Positional tracking and low persistence are both key features in the latest "Milestone" VR prototype from Oculus
Oculus VR has showcased its latest prototype, Crystal Cove, at CES 2014. It has two new key features that are promised to not only be in the consumer version but claim to greatly enhance the virtual reality experience. These two features are positional tracking and low persistence.
With the original Oculus Rift devkit, the equipment only tracked orientation, such as when you move your head. This was tracked very precisely, but if you leaned forward or tried to peek around a corner in a game, that particular data wasn't tracked.
With the Crystal Cove being used in addition to an external camera tracking OLEDs on the prototype, the wearer is able to move more naturally with three extra degrees of freedom. You can lean forward or back, crouch down and look underneath things, making for a more natural and comfortable experience. Right now, Oculus is going for the optimal seated VR experience with the Crystal Cove and, as of yet, it is unknown how well it will work standing up, or indeed with something like the Virtuix Omni, a VR treadmill.
The question is, why an optical tracking system? Nate Mitchell, VP of Product at Oculus said during an interview at CES that, having experimented with many systems, they want to deliver a high-end VR experience that is affordable, comfortable and with super low latency, and optical tracking felt like the way to go. Nate insists this may not be the tracking system that ships with the final product, but that they will continue to experiment. One thing's for sure - the consumer version WILL have positional tracking.
When it comes to persistence of vision, the Crystal Cove uses an OLED panel, the big difference being the reduction in pixel switching time (PST). A typical LCD has around a 15 - 35ms PST, which is the length of time it takes pixels to change color once they've been lit up. This is also independent of refresh rate and frame rate. With OLED tech, the Crystal Cove has a sub ms PST.
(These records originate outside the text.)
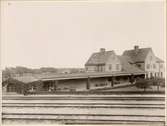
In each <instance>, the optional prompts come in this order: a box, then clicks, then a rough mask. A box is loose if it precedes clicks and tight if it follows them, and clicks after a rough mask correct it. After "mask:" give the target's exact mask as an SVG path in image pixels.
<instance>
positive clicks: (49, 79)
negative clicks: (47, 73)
mask: <svg viewBox="0 0 167 126" xmlns="http://www.w3.org/2000/svg"><path fill="white" fill-rule="evenodd" d="M144 74H145V72H144V71H143V72H133V73H129V72H122V71H120V72H89V73H74V74H55V75H45V76H43V77H42V76H41V77H40V80H41V81H49V80H68V79H84V78H88V77H90V78H99V77H116V76H130V75H144Z"/></svg>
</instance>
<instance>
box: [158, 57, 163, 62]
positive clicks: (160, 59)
mask: <svg viewBox="0 0 167 126" xmlns="http://www.w3.org/2000/svg"><path fill="white" fill-rule="evenodd" d="M156 60H157V61H156V62H157V63H164V61H163V60H162V59H160V58H158V57H156Z"/></svg>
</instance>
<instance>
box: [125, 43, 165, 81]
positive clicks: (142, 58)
mask: <svg viewBox="0 0 167 126" xmlns="http://www.w3.org/2000/svg"><path fill="white" fill-rule="evenodd" d="M122 56H127V57H129V58H130V59H131V61H132V63H133V64H135V65H136V66H137V67H138V68H140V69H141V70H144V71H145V72H146V78H151V77H165V68H164V61H163V60H161V59H159V58H158V57H156V56H155V54H154V52H153V51H152V48H139V46H134V49H132V50H126V51H124V52H123V55H122Z"/></svg>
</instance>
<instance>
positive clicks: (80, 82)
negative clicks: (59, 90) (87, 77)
mask: <svg viewBox="0 0 167 126" xmlns="http://www.w3.org/2000/svg"><path fill="white" fill-rule="evenodd" d="M86 83H87V79H75V80H74V79H71V80H59V81H58V84H57V86H56V87H57V90H60V91H70V90H76V91H83V90H86Z"/></svg>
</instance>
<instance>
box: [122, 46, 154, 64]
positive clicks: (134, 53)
mask: <svg viewBox="0 0 167 126" xmlns="http://www.w3.org/2000/svg"><path fill="white" fill-rule="evenodd" d="M149 51H152V49H151V48H140V49H138V52H137V53H136V52H135V50H134V49H133V50H126V51H124V53H123V56H128V57H130V58H131V59H132V60H133V61H134V62H144V61H145V59H146V57H147V54H148V53H149Z"/></svg>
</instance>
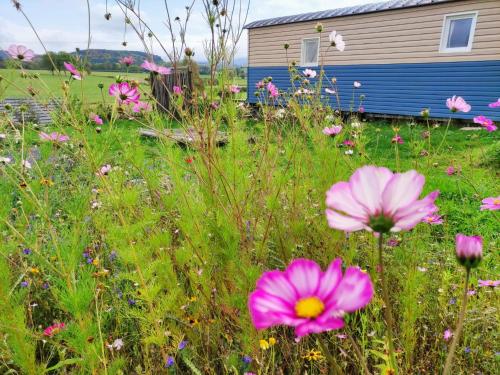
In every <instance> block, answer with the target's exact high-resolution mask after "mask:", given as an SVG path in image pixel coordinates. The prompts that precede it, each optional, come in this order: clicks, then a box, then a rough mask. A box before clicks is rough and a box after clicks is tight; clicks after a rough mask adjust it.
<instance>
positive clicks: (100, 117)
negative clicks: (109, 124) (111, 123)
mask: <svg viewBox="0 0 500 375" xmlns="http://www.w3.org/2000/svg"><path fill="white" fill-rule="evenodd" d="M90 119H91V120H92V121H94V122H95V123H96V124H97V125H102V124H103V123H104V122H103V121H102V118H101V117H99V115H96V114H91V115H90Z"/></svg>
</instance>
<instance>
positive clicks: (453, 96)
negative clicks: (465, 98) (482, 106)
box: [446, 95, 472, 113]
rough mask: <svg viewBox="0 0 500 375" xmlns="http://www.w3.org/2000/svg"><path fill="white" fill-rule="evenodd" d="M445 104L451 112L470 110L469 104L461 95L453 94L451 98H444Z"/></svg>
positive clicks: (463, 111)
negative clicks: (465, 100)
mask: <svg viewBox="0 0 500 375" xmlns="http://www.w3.org/2000/svg"><path fill="white" fill-rule="evenodd" d="M446 106H447V107H448V109H449V110H450V111H452V112H464V113H467V112H470V110H471V108H472V107H471V106H470V105H469V104H467V102H466V101H465V100H464V99H463V98H462V97H461V96H456V95H453V97H452V98H448V99H447V100H446Z"/></svg>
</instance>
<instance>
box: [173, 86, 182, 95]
mask: <svg viewBox="0 0 500 375" xmlns="http://www.w3.org/2000/svg"><path fill="white" fill-rule="evenodd" d="M172 90H173V92H174V95H181V94H182V89H181V88H180V87H179V86H174V87H173V88H172Z"/></svg>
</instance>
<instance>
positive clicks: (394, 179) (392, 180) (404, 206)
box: [382, 171, 425, 215]
mask: <svg viewBox="0 0 500 375" xmlns="http://www.w3.org/2000/svg"><path fill="white" fill-rule="evenodd" d="M424 184H425V177H424V176H422V175H421V174H419V173H417V171H408V172H406V173H397V174H395V175H394V176H393V177H392V178H391V180H390V181H389V183H388V184H387V186H386V187H385V190H384V192H383V193H382V206H383V209H384V213H385V214H388V215H392V214H394V212H396V211H397V210H398V208H401V207H406V206H408V205H409V204H412V203H413V202H415V201H416V200H417V199H418V197H419V196H420V193H422V188H423V187H424Z"/></svg>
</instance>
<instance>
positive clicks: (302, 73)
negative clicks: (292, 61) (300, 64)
mask: <svg viewBox="0 0 500 375" xmlns="http://www.w3.org/2000/svg"><path fill="white" fill-rule="evenodd" d="M302 74H304V75H305V76H306V77H307V78H315V77H316V76H317V75H318V73H316V71H315V70H312V69H306V70H304V71H303V72H302Z"/></svg>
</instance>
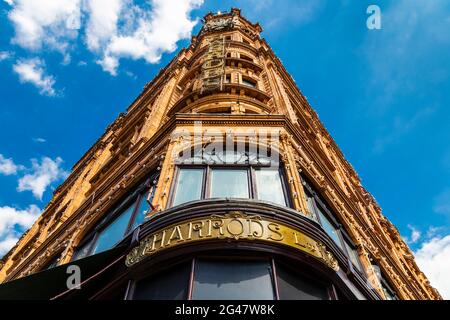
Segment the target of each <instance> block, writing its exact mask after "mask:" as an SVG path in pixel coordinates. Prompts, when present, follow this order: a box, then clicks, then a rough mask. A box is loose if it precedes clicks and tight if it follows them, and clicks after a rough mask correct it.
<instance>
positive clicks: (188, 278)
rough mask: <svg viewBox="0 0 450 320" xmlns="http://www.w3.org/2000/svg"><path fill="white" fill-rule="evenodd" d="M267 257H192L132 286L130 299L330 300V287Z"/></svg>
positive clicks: (318, 280) (143, 299) (288, 266)
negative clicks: (230, 257) (187, 260)
mask: <svg viewBox="0 0 450 320" xmlns="http://www.w3.org/2000/svg"><path fill="white" fill-rule="evenodd" d="M312 277H313V275H312V274H311V273H309V272H308V275H307V276H306V274H305V275H303V274H301V273H299V272H298V271H297V270H296V269H295V268H294V267H292V266H290V265H285V264H284V263H282V264H281V263H278V262H275V261H274V259H271V258H263V257H261V258H256V257H255V258H253V259H246V258H236V257H235V258H232V259H227V258H221V257H209V258H194V259H193V260H190V261H188V262H181V263H179V264H177V265H175V266H172V267H169V268H168V269H165V270H162V271H159V272H158V273H156V274H153V275H151V276H150V277H148V278H145V279H143V280H140V281H138V282H137V283H136V286H135V289H134V292H133V293H132V296H129V297H128V298H132V299H134V300H185V299H189V300H275V299H280V300H330V299H336V298H337V297H336V296H333V297H331V296H330V289H331V284H330V283H329V282H322V280H316V279H314V278H312Z"/></svg>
With the resulting low persistence, motion blur is effectively removed from the Crystal Cove panel, along with judder. Judder happens when there's a delay in visual information reaching the brain, which is exacerbated when you throw in head movement and eye movement, causing the scene to look blurry. This is thought to also cause a lot of the motion sickness typically felt when experiencing the Oculus Rift. With this combination of low persistence and positional tracking, the latency is being significantly reduced, making the display a lot more natural for the eye. Indeed, Nate Mitchell claims the Crystal Cove to be "the most comfortable VR prototype that we've ever shown."
Nate also explained what has to be done in order to create low persistence, and it truly is a fascinating - and clever - solution. Pixels are lit up and then turned off rather than having them on all the time, which - when you turn your head - sends the wrong image to the brain before righting itself. With this newest prototype; pixels are lit up and turned off at a high frequency in a strobing effect, so fast that it doesn't cause flicker.
Oculus VR wants the consumer version to have a sub 20 ms latency, and this would appear to be its next challenge. Currently the latest prototype is at 30-40ms depending on the content being shown. Nate was reluctant to share how this latency would be reduced but suggested that it could be achieved by continuing to optimize technology and through positional tracking and display technology getting better, but he did say that they have some tricks up their sleeve in terms of software and that John Carmac (Oculus CTO) is investing a lot into reducing motion-to-photons latency.